TEMYİZ EDENLERİN İDDİALARI :
Davacı tarafından; dava konusu Yönetmeliğin 1. maddesinin, Anayasa’ya, 6585 sayılı Kanun’a, 6098 sayılı Borçlar Kanunu’na, 634 sayılı Kat Mülkiyeti Kanunu’na aykırılık teşkil ettiği, mülkiyet hakkını zedelediği, hukuki ve ekonomik açıdan zarara sebebiyet verdiği, ortak giderler sorununun daha karmaşık hale getirildiği, Kanun’da ortak giderler hakkında düzenleme yetkisi verilirken bu yetki aşılarak ortak alan gelirleri konusunda da düzenleme yapıldığı, satış alanı, kiralanan alan ve yararlanılabilir alan kavramlarının farklı olduğu, oybirliğini sağlamanın imkansız olduğu, ayrıca kiracı değişince oybirliğinin de ortadan kalkacağı, ek mali yükümlülük getirildiği, ortak kullanım alanına ilişkin giderler kavramı ile ortak giderler kavramının farklı olduğu, değişiklik ile öngörülen perakende satış alanı/toplam AVM satış alanı hesabının yeterli açıklıkta olmadığı ve işletmeler açısından haksız uygulamalara neden olacağı, Yönetmelik öncesi kira sözleşmelerinin ne olacağının belli olmadığı, satış alanına ilişkin belirlemenin işletmeler arasında haksızlık yaratacağı, yeni sisteme uygun geçiş süreci öngörülmediği, oybirliğinin 5 yılda bir gözden geçirilmesi hususunun haksızlık oluşturacağı, malik ve perakendeciler arasında çok sayıda dava açılmasına neden olacağı, sözleşmelere bu şekilde müdahale edilmesinin Anayasa’ya, Avrupa İnsan Hakları Sözleşmesinin 1 nolu Ek Protokol düzenlemeleri ile mülkiyet hakkına ilişkin düzenlemelere aykırı olduğu ileri sürülmektedir.

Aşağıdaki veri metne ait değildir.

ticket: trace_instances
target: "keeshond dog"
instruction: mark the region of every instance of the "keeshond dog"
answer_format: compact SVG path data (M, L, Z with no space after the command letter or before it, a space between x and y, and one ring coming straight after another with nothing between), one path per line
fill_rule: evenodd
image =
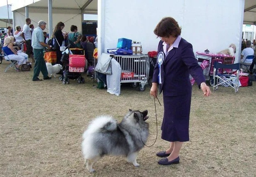
M120 123L110 116L99 117L90 123L83 135L82 149L86 168L91 172L93 163L105 155L123 155L138 167L138 152L149 135L148 110L129 109Z

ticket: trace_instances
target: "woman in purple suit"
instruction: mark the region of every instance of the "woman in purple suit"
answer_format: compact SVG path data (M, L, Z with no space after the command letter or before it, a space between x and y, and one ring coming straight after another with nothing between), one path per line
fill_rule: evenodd
M189 141L189 124L192 86L189 74L205 96L211 93L203 70L195 58L192 45L180 36L181 28L171 17L163 18L154 33L161 38L157 62L154 70L150 95L156 97L158 87L163 92L164 106L161 129L162 139L171 142L165 151L157 155L166 157L160 165L178 163L183 142Z

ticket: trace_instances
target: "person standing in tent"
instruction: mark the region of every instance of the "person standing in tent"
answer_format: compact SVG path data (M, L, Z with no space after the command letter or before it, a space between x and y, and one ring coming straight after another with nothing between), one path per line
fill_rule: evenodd
M50 48L51 47L44 43L44 37L43 30L45 29L46 23L43 20L38 22L38 27L35 29L32 34L32 46L33 52L35 59L35 63L34 68L34 75L32 78L33 81L42 81L38 78L40 72L41 72L44 76L44 79L51 79L48 76L48 72L46 64L44 59L44 49L46 47Z
M21 27L20 26L17 26L16 27L16 31L14 32L14 36L15 38L15 41L18 43L21 44L21 50L23 52L24 50L24 44L23 44L23 39L22 38L21 34L22 31L21 31Z
M26 53L32 59L32 62L35 62L33 55L33 48L31 46L31 39L32 35L29 27L29 25L31 23L30 18L26 18L26 24L23 26L21 35L24 40L26 41L27 51Z
M72 25L70 27L71 32L69 34L69 43L73 43L78 48L81 48L80 39L82 37L82 34L77 32L77 27Z
M180 151L189 141L189 124L192 92L189 74L195 79L204 95L211 94L205 84L203 69L195 58L192 45L180 36L181 28L172 17L163 18L154 33L160 37L157 62L152 78L151 95L156 97L158 87L163 91L164 118L162 139L170 142L165 151L157 156L166 157L158 161L162 165L180 162Z
M56 50L57 54L57 64L62 64L60 59L61 59L62 52L60 51L60 46L62 45L62 43L64 41L65 39L67 37L68 34L67 33L63 36L62 33L62 30L65 27L64 23L62 22L60 22L57 23L55 27L52 39L54 39L54 49Z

Davalı idare tarafından; iptaline karar verilen düzenleme ile 2016 yılı sonuna ait ortak giderlerin karşılanmasına yönelik avans olarak alınan ve o tarihe kadar mahsuplaşma işlemi gerçekleştirilmemiş ödemeler için mahsuplaşmanın, Yönetmelik değişikliği ile belirlenen yeni düzenleme çerçevesinde 30/12/2016 tarihinden itibaren yapılmasına yönelik ve yalnızca avans niteliğinde olan kesinleşmemiş ödemelere ilişkin düzenleme yapıldığı, önceki kanun yürürlükte iken başlamakla birlikte henüz sonuçlanmamış hukuki ilişkilere yeni kanun hükmünün uygulanmasının geriye yürüme olarak nitelendirilemeyeceğine ilişkin Anayasa Mahkemesi kararları bulunduğu ileri sürülmektedir.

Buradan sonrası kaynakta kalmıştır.